In the coming weeks, talk to your daughter about the visit in terms of all the fun things you’re going to DO with Grandpa, instead of making HIM the focus. If your husband has a chance to talk to his dad, by all means he can give him the heads’ up that hey, your granddaughter really doesn’t like hearing adults yell, and can’t yet tell the difference between a VERY LOUD LIVELY POLITICAL DISCUSSION and an actual grown-up fight or argument. Maybe that will help a little, but I wouldn’t really count on it. Even if he keeps the yelling in check, your daughter will still probably get the cold/impatient vibe from him. When she’s older, this might not bother her so much…and maybe his patience for her will grow as well, once she’s out of the admittedly-irrational toddler stage.

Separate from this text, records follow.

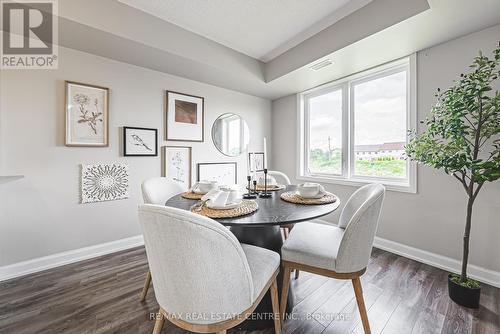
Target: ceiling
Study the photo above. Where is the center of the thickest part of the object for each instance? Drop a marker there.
(378, 32)
(261, 29)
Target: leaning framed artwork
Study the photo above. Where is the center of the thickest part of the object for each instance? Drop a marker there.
(222, 172)
(140, 142)
(256, 161)
(184, 117)
(87, 114)
(177, 165)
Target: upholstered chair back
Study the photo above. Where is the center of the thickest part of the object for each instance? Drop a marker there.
(359, 218)
(280, 177)
(157, 190)
(199, 270)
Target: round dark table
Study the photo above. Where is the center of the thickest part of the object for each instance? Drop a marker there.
(262, 228)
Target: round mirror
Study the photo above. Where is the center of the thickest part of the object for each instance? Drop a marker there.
(230, 134)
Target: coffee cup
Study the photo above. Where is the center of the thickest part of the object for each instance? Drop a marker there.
(271, 181)
(204, 186)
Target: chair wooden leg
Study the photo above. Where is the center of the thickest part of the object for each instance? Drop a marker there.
(287, 232)
(284, 292)
(146, 287)
(276, 309)
(160, 320)
(358, 291)
(297, 274)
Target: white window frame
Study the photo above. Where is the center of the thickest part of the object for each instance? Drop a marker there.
(408, 184)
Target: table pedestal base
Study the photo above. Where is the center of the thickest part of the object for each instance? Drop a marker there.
(268, 237)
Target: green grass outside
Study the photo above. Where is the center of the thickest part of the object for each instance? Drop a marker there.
(320, 162)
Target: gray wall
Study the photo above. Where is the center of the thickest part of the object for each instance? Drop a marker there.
(433, 219)
(40, 214)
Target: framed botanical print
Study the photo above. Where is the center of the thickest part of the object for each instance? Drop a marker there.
(184, 117)
(140, 142)
(87, 114)
(256, 161)
(177, 165)
(222, 172)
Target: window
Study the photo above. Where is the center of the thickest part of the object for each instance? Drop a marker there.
(354, 130)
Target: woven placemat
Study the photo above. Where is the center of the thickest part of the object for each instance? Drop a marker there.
(269, 188)
(191, 195)
(246, 207)
(293, 197)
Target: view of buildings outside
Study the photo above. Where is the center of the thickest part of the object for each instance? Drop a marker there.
(379, 131)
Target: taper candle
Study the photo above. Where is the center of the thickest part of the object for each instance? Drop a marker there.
(265, 153)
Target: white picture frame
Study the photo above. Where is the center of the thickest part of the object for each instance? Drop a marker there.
(177, 165)
(184, 117)
(86, 115)
(140, 142)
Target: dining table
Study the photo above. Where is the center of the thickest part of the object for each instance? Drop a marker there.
(262, 228)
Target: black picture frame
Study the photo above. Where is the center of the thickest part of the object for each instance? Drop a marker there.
(200, 165)
(250, 161)
(154, 152)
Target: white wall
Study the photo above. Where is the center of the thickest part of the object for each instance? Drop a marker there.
(40, 214)
(433, 219)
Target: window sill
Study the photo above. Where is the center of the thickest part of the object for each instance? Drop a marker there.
(392, 186)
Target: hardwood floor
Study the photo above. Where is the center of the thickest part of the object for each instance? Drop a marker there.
(102, 296)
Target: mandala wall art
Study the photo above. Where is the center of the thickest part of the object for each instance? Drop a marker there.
(104, 182)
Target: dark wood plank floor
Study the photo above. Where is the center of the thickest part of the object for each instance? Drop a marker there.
(101, 296)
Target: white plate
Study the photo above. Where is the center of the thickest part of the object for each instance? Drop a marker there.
(269, 185)
(310, 197)
(223, 207)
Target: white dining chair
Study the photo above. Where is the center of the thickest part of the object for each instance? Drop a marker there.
(341, 251)
(157, 190)
(205, 280)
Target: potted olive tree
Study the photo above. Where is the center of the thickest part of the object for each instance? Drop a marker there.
(462, 137)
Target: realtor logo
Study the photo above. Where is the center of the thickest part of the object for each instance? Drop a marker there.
(29, 34)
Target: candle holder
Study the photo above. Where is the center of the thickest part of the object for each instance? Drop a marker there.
(249, 194)
(265, 194)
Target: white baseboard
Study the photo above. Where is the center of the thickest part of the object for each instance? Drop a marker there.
(443, 262)
(481, 274)
(43, 263)
(60, 259)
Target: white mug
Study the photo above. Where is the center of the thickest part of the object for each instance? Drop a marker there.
(204, 186)
(310, 189)
(233, 196)
(271, 181)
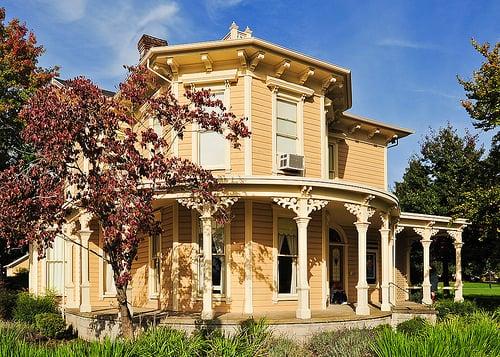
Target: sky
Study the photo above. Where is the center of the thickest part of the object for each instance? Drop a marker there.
(404, 55)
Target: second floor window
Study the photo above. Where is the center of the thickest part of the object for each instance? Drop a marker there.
(218, 259)
(286, 127)
(212, 146)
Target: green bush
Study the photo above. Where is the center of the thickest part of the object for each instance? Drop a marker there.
(449, 307)
(348, 343)
(28, 306)
(457, 336)
(7, 303)
(49, 324)
(414, 327)
(282, 346)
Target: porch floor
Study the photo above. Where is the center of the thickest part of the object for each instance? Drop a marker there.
(334, 313)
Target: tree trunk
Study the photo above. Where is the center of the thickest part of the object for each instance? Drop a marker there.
(446, 277)
(127, 327)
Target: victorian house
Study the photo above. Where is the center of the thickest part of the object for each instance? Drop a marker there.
(313, 222)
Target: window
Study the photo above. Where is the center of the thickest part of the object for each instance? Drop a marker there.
(286, 127)
(331, 160)
(155, 265)
(287, 256)
(218, 259)
(212, 146)
(55, 268)
(109, 281)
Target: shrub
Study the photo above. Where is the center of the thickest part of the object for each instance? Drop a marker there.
(7, 303)
(349, 343)
(163, 341)
(414, 327)
(49, 324)
(474, 335)
(282, 346)
(449, 307)
(28, 306)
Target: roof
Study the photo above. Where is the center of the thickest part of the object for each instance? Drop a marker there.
(378, 123)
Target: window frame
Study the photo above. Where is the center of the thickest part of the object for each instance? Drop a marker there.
(279, 213)
(55, 262)
(197, 132)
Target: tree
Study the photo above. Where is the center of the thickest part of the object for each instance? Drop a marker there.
(98, 155)
(436, 180)
(20, 77)
(483, 90)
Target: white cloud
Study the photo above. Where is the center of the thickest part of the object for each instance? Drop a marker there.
(394, 42)
(120, 27)
(67, 10)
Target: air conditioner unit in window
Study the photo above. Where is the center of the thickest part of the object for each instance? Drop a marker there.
(291, 162)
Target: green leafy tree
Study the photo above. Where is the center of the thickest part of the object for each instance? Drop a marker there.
(483, 90)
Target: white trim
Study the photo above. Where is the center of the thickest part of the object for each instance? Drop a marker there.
(248, 304)
(279, 212)
(175, 257)
(288, 86)
(202, 78)
(247, 79)
(324, 138)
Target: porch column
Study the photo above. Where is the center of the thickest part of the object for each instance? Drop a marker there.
(362, 212)
(85, 233)
(68, 266)
(457, 236)
(426, 234)
(207, 312)
(206, 211)
(303, 206)
(384, 243)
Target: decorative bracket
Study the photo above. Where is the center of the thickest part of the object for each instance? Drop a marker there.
(304, 76)
(281, 68)
(207, 209)
(256, 59)
(174, 67)
(304, 205)
(207, 61)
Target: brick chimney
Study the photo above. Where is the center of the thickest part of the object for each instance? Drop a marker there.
(146, 42)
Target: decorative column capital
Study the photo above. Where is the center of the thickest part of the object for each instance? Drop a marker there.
(207, 209)
(304, 205)
(85, 219)
(362, 211)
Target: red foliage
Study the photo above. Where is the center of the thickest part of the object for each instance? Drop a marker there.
(123, 166)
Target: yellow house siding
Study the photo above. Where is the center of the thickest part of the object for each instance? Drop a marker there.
(314, 256)
(237, 259)
(312, 139)
(262, 255)
(166, 262)
(261, 128)
(361, 162)
(237, 93)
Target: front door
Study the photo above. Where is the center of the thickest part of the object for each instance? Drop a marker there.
(336, 268)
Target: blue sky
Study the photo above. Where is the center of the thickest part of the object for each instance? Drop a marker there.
(404, 55)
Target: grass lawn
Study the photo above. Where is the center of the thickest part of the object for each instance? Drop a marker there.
(482, 289)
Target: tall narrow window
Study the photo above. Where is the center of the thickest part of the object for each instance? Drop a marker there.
(109, 281)
(155, 267)
(55, 268)
(331, 161)
(212, 145)
(218, 259)
(286, 127)
(287, 256)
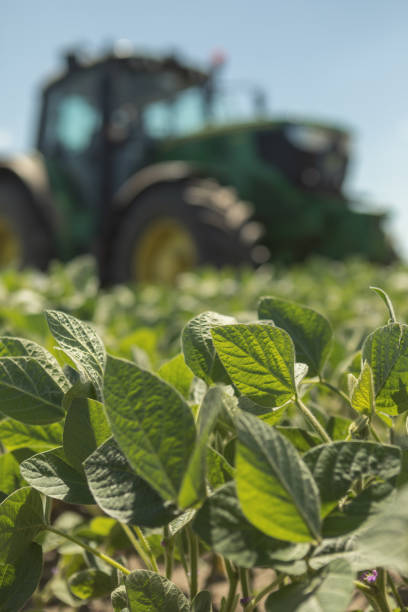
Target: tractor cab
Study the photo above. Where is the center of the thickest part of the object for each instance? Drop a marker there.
(98, 125)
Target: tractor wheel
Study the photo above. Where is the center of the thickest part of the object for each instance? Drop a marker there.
(174, 227)
(23, 237)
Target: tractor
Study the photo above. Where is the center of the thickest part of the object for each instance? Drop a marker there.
(137, 162)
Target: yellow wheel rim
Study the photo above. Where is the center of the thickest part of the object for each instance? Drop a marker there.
(165, 250)
(10, 244)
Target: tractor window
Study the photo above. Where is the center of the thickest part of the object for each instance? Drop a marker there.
(180, 115)
(77, 123)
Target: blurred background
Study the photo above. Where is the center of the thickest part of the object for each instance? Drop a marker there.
(340, 62)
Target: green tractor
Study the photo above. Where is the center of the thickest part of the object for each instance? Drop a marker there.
(137, 163)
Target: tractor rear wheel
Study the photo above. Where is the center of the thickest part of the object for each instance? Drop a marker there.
(174, 227)
(23, 236)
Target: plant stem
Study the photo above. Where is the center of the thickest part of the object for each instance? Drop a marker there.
(339, 392)
(233, 577)
(193, 555)
(180, 546)
(309, 416)
(47, 509)
(168, 552)
(90, 549)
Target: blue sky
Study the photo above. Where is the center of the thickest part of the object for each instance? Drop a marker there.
(343, 61)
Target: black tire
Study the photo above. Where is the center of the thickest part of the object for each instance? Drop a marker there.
(213, 219)
(24, 238)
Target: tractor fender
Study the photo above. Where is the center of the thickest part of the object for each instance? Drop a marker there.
(163, 172)
(29, 171)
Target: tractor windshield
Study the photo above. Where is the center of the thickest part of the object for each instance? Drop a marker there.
(193, 110)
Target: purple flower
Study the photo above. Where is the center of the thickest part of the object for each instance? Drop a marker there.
(370, 576)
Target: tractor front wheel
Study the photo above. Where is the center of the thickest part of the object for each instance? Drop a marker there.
(23, 236)
(174, 227)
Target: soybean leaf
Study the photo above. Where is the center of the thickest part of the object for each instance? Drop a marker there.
(193, 487)
(177, 374)
(150, 592)
(152, 424)
(385, 298)
(260, 360)
(344, 547)
(301, 439)
(90, 583)
(386, 351)
(275, 487)
(120, 492)
(202, 602)
(14, 435)
(32, 389)
(363, 395)
(221, 524)
(86, 428)
(198, 347)
(383, 541)
(337, 466)
(21, 519)
(355, 512)
(330, 590)
(81, 343)
(310, 331)
(19, 579)
(219, 471)
(51, 474)
(10, 477)
(181, 521)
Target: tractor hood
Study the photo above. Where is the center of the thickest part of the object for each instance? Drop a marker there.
(310, 155)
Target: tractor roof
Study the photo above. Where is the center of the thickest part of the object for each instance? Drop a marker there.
(135, 63)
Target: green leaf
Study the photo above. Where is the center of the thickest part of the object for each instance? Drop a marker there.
(335, 467)
(198, 347)
(81, 343)
(150, 592)
(51, 474)
(385, 298)
(32, 388)
(275, 487)
(90, 583)
(152, 424)
(193, 487)
(221, 524)
(86, 428)
(177, 374)
(21, 519)
(331, 590)
(260, 359)
(219, 471)
(384, 542)
(363, 395)
(386, 351)
(120, 492)
(14, 435)
(19, 579)
(10, 477)
(202, 602)
(310, 331)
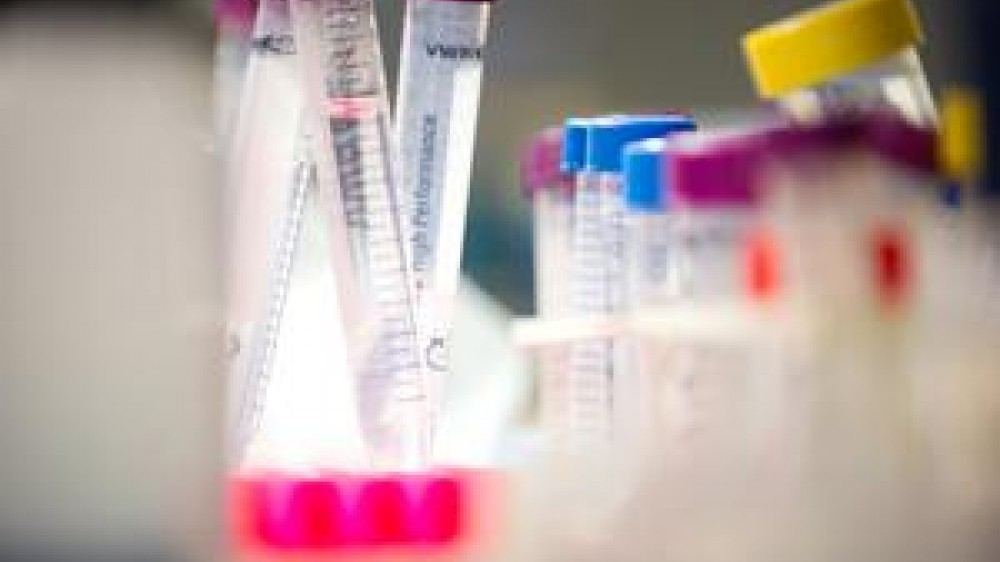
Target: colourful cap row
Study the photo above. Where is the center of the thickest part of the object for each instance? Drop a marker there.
(709, 169)
(350, 512)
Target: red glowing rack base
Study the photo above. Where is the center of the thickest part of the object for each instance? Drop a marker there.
(439, 516)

Her “I don’t like Grandpa” statement is real to her right now, and you need to acknowledge that realness…but also don’t completely freak out about it. She might think he’s “mean” and is just tossing out the meanest words she knows right now. (My three year old’s favorite phrase when he’s angry is currently: “I’M THE BAD GUY. I DESTROY THE GOOD GUYS.”) It doesn’t mean she’ll always feel that way or that this is a relationship that needs to be SAVED RIGHT NOW OMG. Adjust your expectations for the upcoming visit accordingly and focus on finding ways for them to have fun together…without really having to be “together-together,” if you know what I mean.Published September 23, 2014. Last updated March 12, 2018.